I joined Apple back in 2002. I was headhunted from Netopia, Inc. in Alameda, where I was the systems/network admin for many years (through the change from Farallon to Netopia). I left a comfortable job for an exciting possibility with a company I absolutely loved. It was a good move, even if it meant moving to Sacramento from the Bay Area and taking on the weekend night shift at the datacenter! It was a challenge making such a drastic change in lifestyle (sleeping during the day over the weekend, then swapping to “normal” hours during the week). But it was an amazing experience working with the team that watched over Apple’s infrastructure!

At almost the year mark Apple went through some painful times and I was laid off. We moved up into the foothills of the Yosemite range and I took a job with a small phone company (CLEC) in Volcano, CA, as a network engineer. Living and working in the mountains was also an incredible experience…completely reverse of what I had become accustomed to in the techno-crazed Bay Area. It was short-lived as I was invited back to Apple within 9 months…this time at the revered main campus in Cupertino. This meant another move, and we found a condominium in south San Jose.

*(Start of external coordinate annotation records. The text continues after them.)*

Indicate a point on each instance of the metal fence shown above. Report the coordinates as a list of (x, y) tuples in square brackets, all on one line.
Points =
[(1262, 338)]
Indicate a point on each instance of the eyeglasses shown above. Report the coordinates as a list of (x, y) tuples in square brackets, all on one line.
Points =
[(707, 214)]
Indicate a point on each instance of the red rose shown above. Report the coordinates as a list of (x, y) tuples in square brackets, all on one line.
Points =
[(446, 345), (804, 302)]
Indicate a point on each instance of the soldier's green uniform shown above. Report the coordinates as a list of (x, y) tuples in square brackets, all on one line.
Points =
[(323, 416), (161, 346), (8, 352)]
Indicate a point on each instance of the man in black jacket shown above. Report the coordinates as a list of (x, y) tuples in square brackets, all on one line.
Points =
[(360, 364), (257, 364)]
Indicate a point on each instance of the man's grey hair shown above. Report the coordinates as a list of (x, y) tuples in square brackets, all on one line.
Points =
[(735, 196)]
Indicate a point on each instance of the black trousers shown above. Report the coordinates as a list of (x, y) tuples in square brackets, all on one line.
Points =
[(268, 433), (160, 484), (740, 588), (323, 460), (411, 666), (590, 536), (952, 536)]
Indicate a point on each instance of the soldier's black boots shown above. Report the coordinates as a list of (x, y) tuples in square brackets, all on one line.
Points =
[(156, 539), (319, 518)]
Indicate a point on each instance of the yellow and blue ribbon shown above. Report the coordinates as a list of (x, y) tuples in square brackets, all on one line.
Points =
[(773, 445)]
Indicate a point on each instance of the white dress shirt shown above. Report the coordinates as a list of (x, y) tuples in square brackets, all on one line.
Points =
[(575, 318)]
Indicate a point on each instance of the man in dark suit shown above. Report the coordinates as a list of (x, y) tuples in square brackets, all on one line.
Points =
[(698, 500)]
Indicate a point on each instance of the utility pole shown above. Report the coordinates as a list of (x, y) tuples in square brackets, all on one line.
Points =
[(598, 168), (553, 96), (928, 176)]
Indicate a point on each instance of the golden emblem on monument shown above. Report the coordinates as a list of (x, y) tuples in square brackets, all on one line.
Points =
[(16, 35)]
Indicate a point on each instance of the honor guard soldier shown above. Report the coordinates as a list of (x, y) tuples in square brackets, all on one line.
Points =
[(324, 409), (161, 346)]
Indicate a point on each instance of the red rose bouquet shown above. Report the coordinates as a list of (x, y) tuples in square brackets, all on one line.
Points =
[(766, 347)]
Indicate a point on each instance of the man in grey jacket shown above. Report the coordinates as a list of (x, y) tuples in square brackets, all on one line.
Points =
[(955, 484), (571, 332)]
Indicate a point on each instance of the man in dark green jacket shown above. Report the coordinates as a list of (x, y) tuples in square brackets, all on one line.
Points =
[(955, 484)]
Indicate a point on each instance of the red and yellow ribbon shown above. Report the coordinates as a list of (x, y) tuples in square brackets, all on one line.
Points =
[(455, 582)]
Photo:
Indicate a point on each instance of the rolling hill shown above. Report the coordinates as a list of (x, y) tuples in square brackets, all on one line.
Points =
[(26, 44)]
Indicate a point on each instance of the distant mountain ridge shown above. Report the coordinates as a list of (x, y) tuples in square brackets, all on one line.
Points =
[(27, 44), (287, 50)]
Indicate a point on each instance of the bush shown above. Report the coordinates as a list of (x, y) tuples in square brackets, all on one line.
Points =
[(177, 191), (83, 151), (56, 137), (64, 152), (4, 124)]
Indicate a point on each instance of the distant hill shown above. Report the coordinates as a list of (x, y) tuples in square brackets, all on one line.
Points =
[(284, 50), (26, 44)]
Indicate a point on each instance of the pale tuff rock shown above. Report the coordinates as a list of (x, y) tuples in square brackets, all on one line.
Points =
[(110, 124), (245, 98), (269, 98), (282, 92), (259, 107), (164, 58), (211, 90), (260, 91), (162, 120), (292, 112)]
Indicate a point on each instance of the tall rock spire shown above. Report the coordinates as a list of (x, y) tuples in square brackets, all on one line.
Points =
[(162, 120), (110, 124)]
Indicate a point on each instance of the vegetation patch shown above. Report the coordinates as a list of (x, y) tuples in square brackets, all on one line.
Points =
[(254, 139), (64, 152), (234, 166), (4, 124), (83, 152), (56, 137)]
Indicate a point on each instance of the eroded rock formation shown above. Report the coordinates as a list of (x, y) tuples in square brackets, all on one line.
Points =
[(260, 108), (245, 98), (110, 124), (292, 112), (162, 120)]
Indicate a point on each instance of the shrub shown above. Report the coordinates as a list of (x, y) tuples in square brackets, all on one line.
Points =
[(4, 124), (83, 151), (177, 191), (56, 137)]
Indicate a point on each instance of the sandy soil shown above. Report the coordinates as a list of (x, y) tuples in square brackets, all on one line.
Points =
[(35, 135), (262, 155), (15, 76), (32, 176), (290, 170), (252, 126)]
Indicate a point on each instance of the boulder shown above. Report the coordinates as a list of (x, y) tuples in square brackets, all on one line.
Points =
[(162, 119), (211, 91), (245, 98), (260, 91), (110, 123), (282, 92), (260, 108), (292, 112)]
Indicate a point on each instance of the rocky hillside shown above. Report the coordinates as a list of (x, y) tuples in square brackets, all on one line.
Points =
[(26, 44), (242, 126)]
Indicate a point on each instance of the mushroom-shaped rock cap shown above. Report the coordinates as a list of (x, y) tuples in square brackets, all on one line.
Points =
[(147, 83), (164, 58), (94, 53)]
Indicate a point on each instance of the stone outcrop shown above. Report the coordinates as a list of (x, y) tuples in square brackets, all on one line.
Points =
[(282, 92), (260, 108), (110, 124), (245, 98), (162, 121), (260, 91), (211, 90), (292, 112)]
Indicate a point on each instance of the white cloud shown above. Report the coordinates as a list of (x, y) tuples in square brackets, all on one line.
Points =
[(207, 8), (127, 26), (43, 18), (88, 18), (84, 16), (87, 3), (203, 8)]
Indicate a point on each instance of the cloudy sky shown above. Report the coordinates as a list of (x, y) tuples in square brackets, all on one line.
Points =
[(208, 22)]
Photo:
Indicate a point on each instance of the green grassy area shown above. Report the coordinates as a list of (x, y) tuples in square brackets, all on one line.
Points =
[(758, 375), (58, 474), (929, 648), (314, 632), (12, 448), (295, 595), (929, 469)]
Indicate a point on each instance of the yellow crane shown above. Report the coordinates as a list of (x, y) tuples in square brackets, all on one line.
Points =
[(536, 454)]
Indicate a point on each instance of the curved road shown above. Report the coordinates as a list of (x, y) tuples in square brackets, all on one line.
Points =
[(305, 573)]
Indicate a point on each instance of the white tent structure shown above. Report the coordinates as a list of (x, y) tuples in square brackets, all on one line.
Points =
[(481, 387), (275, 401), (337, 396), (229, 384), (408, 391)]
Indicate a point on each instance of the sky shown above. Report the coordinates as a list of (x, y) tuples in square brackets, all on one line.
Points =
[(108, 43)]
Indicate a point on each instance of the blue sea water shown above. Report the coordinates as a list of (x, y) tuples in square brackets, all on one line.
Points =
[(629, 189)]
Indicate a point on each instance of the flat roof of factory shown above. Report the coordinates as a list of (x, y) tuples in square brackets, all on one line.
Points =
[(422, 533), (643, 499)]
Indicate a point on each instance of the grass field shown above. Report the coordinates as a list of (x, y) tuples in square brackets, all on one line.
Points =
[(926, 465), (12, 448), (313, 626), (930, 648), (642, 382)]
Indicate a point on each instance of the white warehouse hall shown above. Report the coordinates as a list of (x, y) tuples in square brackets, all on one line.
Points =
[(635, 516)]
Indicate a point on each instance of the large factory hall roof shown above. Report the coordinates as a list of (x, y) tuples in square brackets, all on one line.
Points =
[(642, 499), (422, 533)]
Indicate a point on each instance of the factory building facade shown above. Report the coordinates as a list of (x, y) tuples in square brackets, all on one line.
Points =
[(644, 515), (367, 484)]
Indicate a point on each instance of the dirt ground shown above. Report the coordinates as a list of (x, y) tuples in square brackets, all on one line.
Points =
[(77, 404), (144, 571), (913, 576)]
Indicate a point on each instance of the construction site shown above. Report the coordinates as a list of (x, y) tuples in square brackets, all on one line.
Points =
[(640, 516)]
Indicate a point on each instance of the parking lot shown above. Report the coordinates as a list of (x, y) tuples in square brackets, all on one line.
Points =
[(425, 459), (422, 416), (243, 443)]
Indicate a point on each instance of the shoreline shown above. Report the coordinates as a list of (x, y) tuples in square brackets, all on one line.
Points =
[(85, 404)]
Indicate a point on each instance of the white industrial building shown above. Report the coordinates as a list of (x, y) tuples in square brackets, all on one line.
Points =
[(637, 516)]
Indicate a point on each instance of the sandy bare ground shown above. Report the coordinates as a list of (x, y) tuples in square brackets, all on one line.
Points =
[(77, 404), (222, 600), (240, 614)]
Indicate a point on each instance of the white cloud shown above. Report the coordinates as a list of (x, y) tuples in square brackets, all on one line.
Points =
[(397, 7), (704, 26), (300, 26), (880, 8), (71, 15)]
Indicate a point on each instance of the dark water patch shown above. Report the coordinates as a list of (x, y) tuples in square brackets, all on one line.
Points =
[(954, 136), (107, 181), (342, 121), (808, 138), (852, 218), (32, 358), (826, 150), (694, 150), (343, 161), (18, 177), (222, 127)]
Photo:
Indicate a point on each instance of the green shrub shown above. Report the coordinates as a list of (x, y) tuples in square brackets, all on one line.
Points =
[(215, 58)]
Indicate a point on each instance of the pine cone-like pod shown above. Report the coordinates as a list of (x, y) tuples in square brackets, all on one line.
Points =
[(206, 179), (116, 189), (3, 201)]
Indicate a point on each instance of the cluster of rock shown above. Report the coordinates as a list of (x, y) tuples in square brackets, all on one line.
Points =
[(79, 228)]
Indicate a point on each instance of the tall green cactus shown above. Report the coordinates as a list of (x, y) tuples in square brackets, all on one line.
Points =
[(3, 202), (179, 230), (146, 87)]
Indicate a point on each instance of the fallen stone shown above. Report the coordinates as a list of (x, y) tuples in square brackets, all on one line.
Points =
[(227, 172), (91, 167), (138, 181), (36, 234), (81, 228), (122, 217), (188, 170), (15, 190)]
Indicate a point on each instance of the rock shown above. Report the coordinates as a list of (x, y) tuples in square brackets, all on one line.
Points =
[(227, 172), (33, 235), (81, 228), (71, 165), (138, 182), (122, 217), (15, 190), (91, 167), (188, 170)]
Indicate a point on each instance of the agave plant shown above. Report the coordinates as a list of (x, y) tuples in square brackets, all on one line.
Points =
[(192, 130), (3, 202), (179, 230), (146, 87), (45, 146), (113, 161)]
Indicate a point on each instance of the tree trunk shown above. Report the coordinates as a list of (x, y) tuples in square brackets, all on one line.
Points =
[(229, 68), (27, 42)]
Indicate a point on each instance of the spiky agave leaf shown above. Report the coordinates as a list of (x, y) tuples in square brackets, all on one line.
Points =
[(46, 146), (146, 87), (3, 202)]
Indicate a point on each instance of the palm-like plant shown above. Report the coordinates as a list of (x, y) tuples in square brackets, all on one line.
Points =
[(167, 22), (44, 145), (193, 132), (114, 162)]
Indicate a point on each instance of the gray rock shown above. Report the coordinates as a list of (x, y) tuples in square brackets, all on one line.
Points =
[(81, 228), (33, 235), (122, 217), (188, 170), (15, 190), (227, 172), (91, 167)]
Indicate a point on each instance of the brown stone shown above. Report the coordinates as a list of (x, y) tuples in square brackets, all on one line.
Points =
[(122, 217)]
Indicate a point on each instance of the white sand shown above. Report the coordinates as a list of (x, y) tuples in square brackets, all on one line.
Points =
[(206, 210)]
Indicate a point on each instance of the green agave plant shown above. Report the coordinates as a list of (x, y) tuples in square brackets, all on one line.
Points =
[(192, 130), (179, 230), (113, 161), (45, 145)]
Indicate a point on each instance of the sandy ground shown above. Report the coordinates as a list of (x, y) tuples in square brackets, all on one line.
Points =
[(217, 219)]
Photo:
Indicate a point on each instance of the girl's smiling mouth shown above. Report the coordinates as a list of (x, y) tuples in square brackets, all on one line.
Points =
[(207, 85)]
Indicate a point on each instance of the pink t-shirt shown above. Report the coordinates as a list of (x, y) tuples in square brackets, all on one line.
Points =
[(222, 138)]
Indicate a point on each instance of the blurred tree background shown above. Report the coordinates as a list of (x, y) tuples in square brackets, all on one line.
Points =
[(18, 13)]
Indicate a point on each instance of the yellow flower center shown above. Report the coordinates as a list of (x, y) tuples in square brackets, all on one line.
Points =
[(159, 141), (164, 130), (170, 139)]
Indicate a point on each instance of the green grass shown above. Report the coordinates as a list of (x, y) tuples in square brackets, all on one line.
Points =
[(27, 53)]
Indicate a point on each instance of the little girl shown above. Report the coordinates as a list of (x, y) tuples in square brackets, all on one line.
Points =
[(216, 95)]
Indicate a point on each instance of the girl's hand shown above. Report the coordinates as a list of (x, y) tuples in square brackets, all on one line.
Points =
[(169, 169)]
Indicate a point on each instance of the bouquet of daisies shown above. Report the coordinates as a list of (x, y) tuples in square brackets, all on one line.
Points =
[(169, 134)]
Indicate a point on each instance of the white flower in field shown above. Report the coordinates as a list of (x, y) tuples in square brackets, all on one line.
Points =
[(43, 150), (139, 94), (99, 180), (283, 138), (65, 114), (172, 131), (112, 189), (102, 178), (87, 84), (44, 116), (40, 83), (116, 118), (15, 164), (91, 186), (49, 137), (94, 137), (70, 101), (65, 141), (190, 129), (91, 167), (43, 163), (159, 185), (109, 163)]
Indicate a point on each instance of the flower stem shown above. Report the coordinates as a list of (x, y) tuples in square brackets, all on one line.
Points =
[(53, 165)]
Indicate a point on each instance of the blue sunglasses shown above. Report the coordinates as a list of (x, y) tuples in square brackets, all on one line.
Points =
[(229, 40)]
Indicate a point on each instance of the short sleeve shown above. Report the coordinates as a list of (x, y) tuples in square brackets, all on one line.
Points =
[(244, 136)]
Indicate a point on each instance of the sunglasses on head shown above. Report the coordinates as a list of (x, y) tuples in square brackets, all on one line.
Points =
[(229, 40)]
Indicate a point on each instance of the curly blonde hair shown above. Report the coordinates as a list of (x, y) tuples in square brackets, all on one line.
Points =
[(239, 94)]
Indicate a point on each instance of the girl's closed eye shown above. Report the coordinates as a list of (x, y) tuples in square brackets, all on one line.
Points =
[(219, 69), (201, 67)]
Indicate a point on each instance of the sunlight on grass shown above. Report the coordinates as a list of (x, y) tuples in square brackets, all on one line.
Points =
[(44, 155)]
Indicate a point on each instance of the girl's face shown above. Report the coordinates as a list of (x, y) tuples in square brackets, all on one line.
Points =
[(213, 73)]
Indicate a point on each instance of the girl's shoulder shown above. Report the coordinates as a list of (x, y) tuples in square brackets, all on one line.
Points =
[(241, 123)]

Over the next 18 years I worked in IS&T as a systems admin, systems programmer, business anylyst and finally software engineer. I think my team ended up moving campuses about 6 times over that period, from Cupertino to Fremont to Sunnyvale. All in the south bay. During that time my wife and I bought our first home and were able to escape the noise, pollution and chaos that is the Bay Area.

My next adventure starts as IT Systems Administrator for the Superior Courts of CA, San Jooaquin county, where I’m responsible for the systems and networks of multiple courthouses and many users. I absolutely see it as a move upward from being relegated to writing code for a small internal team to inheriting a large infrastructure of many differing systems and networks. I credit my volunteer work over the years with Playnet, Inc. with providing me the knowledge and experience which led me to this job. I’m really excited for the future challenges!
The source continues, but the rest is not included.